As far as Democrats taking LGBTQ+ Americans for granted, well, the Democratic-majority House of Representatives has passed the Equality Act, which would codify that Supreme Court decision (important since a future court could overturn it) and ban anti-LGBTQ+ discrimination in other aspects of life, such as housing, credit, and public accommodations. The act received little Republican support in the House and is stalled in the Republican-controlled Senate, and Trump has said he would not sign it. Republicans have introduced an alternative bill, the Fairness for All Americans Act, which would have much broader religious exemptions. Democratic House members have also taken stands against the trans military ban and other anti-LGBTQ+ actions by the Trump administration.

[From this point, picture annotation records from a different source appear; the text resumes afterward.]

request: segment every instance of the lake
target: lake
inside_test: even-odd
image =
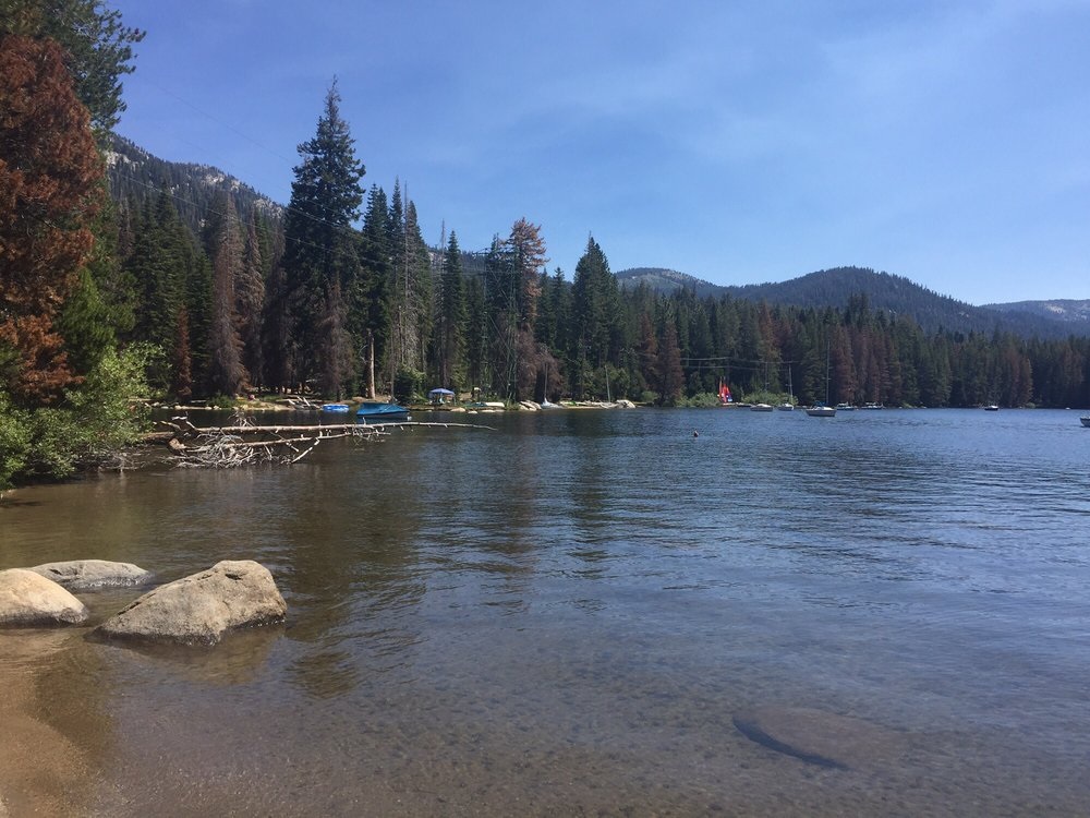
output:
[[[1078,416],[421,413],[492,429],[32,488],[0,568],[253,558],[288,622],[0,658],[78,814],[1085,816]]]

When Barack Obama was president, he signed into law the first pro-LGBTQ+ bill ever passed by Congress, the Matthew Shepard and James Byrd, Jr. Hate Crimes Prevention Act, which includes anti-LGBTQ+ crimes in the definition of hate crimes and provides resources to combat them. He also signed the repeal of "don't ask, don't tell," lifted the trans military ban (which Trump reinstated), issued numerous pro-LGBTQ+ executive orders, fought discrimination abroad, and ceased defending the Defense of Marriage Act in court. While he and Vice President Joe Biden didn't always support marriage equality, they did come out for it in 2012, when they were up for reelection -- and they won. Biden is now running for president on the most pro-LGBTQ+ platform in history, and his running mate, Sen. Kamala Harris, is a longtime LGBTQ+ ally -- a marked contrast to Trump's vice president, Mike Pence.